When the social audio gold rush commenced in 2020, sex workers were among the many groups of people looking to connect over shared passions. In time, Twitter Spaces became the go-to platform because it was one of the few that didn’t flag them wholesale as high-risk users (violations on an individual basis still happen, often citing an abuse of community guidelines). For a while, Mastodon had a thriving scene called Switter—since 2018, some 430,000 people used it to gather resources, bond, and safely vet clients—but in March 2022 it shut down in response to legislation like Australia’s Online Safety Act and the Stop Enabling Sex Traffickers Act and Fight Online Sex Trafficking Act (SESTA-FOSTA) in the US. Critics believe such regulations do more to criminalize sex work than protect users. Twitter Spaces remains an outlier, one of the rare audio outlets for sex workers that has yet to dissipate.
The best of these discussions, like the one where Hoochie Papa professed his love of eating ass, ping pong from topic to topic with the ease of listening in on a private group chat. These informal gatherings vary in presentation: Most are on-the-fly, others are scheduled and promoted in advance, and topics run the gamut. It’s all a matter of who you follow and what you’re looking for, but most operate in the manner of dynamic discussions among people with shared interests.
I’ve eavesdropped on conversations about everything from modern dating and industry gossip (one engaging chat broached the topic of who is and isn’t safe to work with) to the regressive ban on DEI programs in colleges across Florida. Sex is still paramount in some of these bustling audio dens, like in the case of adult performer Gudda So Savage, who occasionally hosts late-night Spaces in the manner of a classic “phone bone,” conducting dirty-talk with fellow participants.
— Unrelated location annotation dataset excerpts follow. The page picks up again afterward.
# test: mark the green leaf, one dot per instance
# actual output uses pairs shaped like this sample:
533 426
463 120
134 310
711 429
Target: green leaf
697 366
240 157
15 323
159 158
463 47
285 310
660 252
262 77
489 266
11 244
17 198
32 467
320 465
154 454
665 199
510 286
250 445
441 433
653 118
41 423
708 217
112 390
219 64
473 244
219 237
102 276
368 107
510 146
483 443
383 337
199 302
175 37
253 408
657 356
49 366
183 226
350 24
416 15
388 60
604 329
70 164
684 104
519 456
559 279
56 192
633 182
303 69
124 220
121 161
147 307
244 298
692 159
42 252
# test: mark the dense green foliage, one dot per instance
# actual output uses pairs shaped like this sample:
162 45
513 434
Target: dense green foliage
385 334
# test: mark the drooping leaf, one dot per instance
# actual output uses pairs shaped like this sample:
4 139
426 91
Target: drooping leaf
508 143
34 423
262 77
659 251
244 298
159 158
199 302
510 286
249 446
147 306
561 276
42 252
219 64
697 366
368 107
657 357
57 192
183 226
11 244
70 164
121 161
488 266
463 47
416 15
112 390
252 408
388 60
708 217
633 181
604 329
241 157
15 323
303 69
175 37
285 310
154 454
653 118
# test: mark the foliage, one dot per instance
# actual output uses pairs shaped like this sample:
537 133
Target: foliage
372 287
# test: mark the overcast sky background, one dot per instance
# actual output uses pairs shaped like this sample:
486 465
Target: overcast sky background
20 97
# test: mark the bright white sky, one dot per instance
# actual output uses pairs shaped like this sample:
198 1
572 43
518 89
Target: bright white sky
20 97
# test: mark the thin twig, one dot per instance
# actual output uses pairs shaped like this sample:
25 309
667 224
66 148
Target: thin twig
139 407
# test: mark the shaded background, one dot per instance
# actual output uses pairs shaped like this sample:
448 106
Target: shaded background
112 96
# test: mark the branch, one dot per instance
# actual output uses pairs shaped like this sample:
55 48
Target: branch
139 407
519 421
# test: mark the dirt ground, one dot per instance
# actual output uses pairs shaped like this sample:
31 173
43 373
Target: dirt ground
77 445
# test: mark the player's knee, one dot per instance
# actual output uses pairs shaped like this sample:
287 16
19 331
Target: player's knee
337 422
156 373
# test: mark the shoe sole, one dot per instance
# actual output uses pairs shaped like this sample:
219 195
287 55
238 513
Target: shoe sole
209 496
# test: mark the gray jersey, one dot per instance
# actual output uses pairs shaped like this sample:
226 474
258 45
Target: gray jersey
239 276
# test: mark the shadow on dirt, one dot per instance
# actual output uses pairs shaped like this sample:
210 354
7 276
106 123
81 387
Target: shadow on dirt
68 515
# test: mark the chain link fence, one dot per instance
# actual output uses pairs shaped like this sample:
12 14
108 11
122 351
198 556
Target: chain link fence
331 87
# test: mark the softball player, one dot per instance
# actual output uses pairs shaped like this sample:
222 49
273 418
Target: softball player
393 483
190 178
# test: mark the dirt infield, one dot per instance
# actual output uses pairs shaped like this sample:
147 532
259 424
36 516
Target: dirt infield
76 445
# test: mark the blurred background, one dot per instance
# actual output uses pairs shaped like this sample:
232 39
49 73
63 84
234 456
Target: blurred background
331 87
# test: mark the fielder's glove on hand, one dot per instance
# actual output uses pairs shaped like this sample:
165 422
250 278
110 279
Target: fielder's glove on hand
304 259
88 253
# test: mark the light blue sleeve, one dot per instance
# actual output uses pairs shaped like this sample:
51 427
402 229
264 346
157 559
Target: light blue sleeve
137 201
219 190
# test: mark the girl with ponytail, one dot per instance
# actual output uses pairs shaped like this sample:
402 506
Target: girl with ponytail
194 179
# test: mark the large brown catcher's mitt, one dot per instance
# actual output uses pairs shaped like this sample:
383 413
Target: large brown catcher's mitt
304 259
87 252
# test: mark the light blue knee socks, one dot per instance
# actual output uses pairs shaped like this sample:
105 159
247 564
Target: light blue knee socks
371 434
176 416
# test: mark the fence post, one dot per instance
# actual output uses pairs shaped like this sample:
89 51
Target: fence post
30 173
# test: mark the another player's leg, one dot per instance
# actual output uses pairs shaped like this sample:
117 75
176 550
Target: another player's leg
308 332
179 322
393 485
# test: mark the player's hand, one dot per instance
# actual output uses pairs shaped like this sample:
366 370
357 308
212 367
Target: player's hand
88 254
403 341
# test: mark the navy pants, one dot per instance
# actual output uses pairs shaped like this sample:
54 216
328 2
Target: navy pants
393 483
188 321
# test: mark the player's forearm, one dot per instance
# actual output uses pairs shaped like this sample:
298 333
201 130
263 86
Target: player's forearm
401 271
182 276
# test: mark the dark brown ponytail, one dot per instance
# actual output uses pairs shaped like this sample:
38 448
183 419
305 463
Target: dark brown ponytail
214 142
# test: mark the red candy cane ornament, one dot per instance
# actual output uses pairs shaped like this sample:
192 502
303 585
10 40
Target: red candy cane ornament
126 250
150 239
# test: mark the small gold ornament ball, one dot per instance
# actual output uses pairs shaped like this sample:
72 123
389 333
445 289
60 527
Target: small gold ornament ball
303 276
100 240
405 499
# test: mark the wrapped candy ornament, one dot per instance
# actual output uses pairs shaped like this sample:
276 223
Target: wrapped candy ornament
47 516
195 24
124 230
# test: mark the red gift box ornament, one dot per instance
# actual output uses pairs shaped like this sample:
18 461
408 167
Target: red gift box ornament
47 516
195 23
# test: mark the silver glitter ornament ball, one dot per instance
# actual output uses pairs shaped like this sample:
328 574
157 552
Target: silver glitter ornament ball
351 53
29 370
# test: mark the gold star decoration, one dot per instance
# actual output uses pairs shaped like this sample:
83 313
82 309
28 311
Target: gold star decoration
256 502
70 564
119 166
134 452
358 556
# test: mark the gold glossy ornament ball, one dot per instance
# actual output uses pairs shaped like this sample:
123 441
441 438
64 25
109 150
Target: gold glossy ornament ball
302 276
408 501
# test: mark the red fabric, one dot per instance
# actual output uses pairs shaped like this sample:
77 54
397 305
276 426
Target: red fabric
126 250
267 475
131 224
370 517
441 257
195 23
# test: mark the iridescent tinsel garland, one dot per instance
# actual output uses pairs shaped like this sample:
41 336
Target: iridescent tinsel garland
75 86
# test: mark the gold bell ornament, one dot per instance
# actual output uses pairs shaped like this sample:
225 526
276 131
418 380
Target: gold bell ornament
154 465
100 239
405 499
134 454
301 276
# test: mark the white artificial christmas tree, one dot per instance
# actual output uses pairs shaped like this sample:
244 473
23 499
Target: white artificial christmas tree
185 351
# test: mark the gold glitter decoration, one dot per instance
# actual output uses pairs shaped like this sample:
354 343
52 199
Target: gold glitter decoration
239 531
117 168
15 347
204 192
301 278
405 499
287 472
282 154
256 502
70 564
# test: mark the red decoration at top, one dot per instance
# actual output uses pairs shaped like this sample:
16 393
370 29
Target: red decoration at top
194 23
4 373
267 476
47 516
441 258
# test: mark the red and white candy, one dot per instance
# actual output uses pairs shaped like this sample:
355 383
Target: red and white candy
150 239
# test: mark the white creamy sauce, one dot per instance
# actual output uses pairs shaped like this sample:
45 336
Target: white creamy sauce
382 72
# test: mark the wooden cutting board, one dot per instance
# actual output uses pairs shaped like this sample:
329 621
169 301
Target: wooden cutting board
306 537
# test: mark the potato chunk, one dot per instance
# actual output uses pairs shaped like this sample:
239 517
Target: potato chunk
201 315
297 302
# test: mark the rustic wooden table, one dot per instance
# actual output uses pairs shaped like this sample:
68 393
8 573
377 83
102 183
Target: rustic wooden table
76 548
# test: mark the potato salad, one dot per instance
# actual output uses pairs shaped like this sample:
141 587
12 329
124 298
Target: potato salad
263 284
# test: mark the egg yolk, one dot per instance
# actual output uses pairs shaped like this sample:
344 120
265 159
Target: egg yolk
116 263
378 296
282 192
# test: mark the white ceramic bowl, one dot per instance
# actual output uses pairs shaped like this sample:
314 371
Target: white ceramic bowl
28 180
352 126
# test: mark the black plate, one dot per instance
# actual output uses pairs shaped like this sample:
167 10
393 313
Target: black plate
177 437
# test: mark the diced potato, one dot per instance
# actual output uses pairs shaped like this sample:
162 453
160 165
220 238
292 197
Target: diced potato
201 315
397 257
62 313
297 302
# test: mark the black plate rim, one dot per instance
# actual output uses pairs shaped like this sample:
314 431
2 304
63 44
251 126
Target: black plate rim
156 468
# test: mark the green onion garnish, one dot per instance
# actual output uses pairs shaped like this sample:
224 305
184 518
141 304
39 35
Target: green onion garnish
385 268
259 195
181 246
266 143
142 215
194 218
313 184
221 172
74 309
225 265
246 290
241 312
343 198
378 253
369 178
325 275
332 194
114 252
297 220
There is an acrobatic use of Spaces that many participants wield. The chats are deeply collaborative, educational, and occasionally erotically charged. The form appeals to the ease of personalized exchange, the very business sex workers have built an industry, and economy, on. (I never once came across someone using Spaces to sell sex outright—people generally just want to share their experiences and talk about their day—though I imagine those chats exist as well.)